Sunday, 19 December 2010

Black Sheep Sunday - Rev Frederick Davis

Black sheep embarrass the family whilst they are alive but they make wonderful ancestors. Brushes with the law, financial peccadilloes and sex scandals are the lifeblood of newspapers. Ancestors who got into serious trouble usually got plenty of column inches and those old newspaper articles are gold dust for the family historian.
Serious Charge Against A Clergyman
My favourite black sheep ancestor is my 2x great-grandfather, Rev Frederick Davis. Not just a bad boy but a clergyman to boot - some years ago a cousin christened him "the pervy vicar" and I'm afraid the naughty nickname has stuck.
Frederick was born in Lambeth, Surrey, in 1821. One family story suggests that his father was wealthy but disowned him after an argument. Frederick was certainly well educated but struggled for the rest of his life to establish a financially secure career.
At first he worked as a warehouseman. In 1842 he married a schoolmistress, Charlotte Aves, and by 1848 Frederick had also become a schoolmaster, following teacher training at the Church of England National Society's Training Institution in Westminster.
Frederick and Charlotte worked as a husband and wife team in a succession of church schools in East London, Essex, Staffordshire and Worcestershire. By 1858 they were running the parish school in St Columb Major,  Cornwall, when tragedy struck. Charlotte died of tuberculosis, aged 40, leaving Frederick with eight children aged two to fifteen.
Charlotte Davis Memorial Inscription
Headstone on the grave of Charlotte Davis, Colan, Cornwall
With Charlotte's death the family lost stability. Frederick initially put his daughters into an orphanage run by Anglican nuns at Wymering, near Portsmouth. By 1862 he had moved to Torquay in Devon where, for the first time, he set up his own private school rather than being employed by the Church. On the recommendation of clerical friends, he was also ordained deacon by the Bishop of Exeter and appointed curate of St John's, Torquay.
This proved disastrous. The curacy was poorly paid but so busy as to prevent him running his school properly. He lost pupils, fell out with the vicar and, within six months found himself in precarious financial circumstances. Although supposed to remain in the diocese until he was ordained priest, Frederick petitioned the Bishop to allow him to leave his curacy and move to Northfleet in Kent, to take over a private preparatory school based in the old Manor House.
The Manor House, Northfleet, Kent
The Manor House, Northfleet, Kent
Frederick rebranded the school as Northfleet Grammar School, later the Collegiate School, and advertised his willingness to coach young men for entry to the Universities and the armed forces.
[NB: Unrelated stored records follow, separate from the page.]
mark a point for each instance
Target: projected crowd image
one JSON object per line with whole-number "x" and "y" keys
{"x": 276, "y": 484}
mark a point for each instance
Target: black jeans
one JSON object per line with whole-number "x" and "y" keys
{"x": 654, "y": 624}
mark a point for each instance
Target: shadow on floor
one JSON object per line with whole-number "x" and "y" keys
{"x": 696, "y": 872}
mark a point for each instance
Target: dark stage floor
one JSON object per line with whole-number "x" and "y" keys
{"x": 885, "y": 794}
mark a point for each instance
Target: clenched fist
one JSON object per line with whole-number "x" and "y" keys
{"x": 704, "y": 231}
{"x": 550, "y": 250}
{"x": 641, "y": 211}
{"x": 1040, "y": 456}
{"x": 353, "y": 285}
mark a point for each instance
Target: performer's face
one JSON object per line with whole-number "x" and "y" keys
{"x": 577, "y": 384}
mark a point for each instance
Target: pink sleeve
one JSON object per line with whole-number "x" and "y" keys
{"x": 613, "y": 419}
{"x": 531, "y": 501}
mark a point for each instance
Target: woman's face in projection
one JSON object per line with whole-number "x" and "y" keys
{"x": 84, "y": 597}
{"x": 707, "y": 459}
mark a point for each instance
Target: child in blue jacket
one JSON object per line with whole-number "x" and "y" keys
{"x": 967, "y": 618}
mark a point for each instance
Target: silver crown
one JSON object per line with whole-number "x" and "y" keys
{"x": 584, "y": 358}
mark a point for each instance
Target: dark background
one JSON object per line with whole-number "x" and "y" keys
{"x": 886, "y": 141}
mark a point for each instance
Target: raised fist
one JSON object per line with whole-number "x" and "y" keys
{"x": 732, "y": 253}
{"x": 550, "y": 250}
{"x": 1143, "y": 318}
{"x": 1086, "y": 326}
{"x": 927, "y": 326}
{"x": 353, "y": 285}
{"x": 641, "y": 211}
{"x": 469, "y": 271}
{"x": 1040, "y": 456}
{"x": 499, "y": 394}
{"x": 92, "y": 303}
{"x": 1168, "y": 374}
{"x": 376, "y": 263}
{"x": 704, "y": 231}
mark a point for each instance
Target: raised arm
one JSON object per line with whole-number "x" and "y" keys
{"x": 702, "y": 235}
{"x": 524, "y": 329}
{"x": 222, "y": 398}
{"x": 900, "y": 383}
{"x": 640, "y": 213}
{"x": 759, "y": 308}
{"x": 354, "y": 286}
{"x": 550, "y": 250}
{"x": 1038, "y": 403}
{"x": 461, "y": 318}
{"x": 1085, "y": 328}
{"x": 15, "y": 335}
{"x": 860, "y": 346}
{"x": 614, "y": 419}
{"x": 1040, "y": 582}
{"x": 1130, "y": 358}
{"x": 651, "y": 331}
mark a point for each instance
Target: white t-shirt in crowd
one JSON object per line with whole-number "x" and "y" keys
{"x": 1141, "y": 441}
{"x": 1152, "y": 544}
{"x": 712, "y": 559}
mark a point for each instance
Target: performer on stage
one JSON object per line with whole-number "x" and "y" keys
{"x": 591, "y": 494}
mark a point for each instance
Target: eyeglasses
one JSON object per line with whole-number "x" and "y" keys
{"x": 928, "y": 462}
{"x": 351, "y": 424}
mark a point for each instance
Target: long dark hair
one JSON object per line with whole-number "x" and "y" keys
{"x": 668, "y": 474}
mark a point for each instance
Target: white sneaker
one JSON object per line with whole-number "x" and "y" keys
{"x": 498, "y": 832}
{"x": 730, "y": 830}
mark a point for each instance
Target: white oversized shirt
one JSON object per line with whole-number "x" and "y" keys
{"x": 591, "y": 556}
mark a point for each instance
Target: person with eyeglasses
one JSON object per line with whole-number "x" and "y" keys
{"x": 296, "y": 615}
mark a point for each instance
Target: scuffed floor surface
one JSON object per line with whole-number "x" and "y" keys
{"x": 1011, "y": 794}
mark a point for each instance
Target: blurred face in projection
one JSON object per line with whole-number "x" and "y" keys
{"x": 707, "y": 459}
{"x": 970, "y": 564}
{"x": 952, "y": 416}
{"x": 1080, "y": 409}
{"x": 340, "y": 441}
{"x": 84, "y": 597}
Some pupils came (two of them later married two of his daughters) but the school struggled and Frederick supplemented his income by covering for clergy absences in various Kent parishes, not telling them that he was only in deacon's orders.
In 1874 the churchwarden of one of those parishes wrote to the Archbishop of Canterbury about Frederick:
Having been prompted to make enquiry concerning his private character in consequence of his having most persistently and impudently attempted to extort more money (to the extent of 4 guineas) than he was entitled to according to my agreement with him, I have ascertained from a most reliable source that he is inhibited by the Bishop of Rochester from doing duty in his diocese.
... Dr Claughton would not have inhibited him, unless there were good and weighty reasons for so doing. I have heard what those reasons are, but would rather not commit them to writing as they are of a most serious and damaging nature. No doubt if Your Grace orders inquiry to be made in the neighbourhood in which he lives quite sufficient cause will be found, to induce Your Grace to take immediate steps to prevent the possibility of his ever performing the duty of a clergyman of the Church of England again.
Archbishop Archibald Campbell Tait
Archibald Campbell Tait, 1811-1882
Archbishop of Canterbury
The Bishop of Rochester added his own disapprobation:
I have not actually inhibited Mr Davis ... but I do not approve of him. He behaves extremely ill to the Clergyman of his Parish.
Thomas Legh Claughton
Thomas Legh Claughton, 1808-1892
Bishop of Rochester
By 1875 Frederick had given up his school in favour of running a home for six wealthy dipsomaniacs (alcoholics). Following complaints that a lady was being detained against her will, the Lunacy Commissioners paid a visit and discovered that one of his patients was mentally ill. In the summer of 1877 he was prosecuted for running an unlicensed lunatic asylum and fined £50.
The Archbishop had reluctantly allowed Frederick to continue officiating in neighbouring parishes. On Sunday 16 December 1877 he was returning from taking services when, on a train between Strood and Gravesend, he was alleged to have indecently assaulted a 17 year old servant girl called Rosina Webb. When the case came up for trial in January 1878 Frederick did not appear. Instead, one of his sons wrote a letter maintaining his father's innocence but saying that, as he feared his word would not be believed, he had gone abroad.
A warrant was issued for Frederick's arrest and an advertisement in the Police Gazette gives us a description of the man, for whom no known photograph exists:
Police Gazette, 4 February 1878
The Police Gazette, 4 February 1878
When Frederick fled abroad he left behind him a second wife. Her existence only came to light because her birth and death dates, minus a name, were recorded on a family gravestone in Northfleet churchyard. The gravestone was destroyed in the 1960s but, thankfully, it had been carefully transcribed by an antiquarian in the 1900s. The death date led to the discovery of the name Harriet Davis in the Northfleet burial registers. Her death certificate revealed that she was the wife of Frederick Davis and that she had died of apoplexy in October 1878, aged 60. No record of their marriage has yet been found.
Frederick went first to Bruges in Belgium before settling in Dinard on the coast of Brittany in France. Both places had substantial numbers of affluent English residents, so Frederick was probably able to earn a living as a tutor. There was an Anglican church at Dinard and the incumbent, Rev Anthony Francis Thomson, was the father of one of Frederick's old pupils, Anthony Standidge Thomson, later to be his son-in-law. Frederick lived in the pretty seaside resort -  no doubt helping out with services - until his death in 1883.
The Quay at Dinard by Ethel Carrick Fox
The Quay at Dinard, Ethel Carrick Fox


  1. I found this very entertaining. I too, have a couple of black sheep in my family which I must get around to mentioning on my blog.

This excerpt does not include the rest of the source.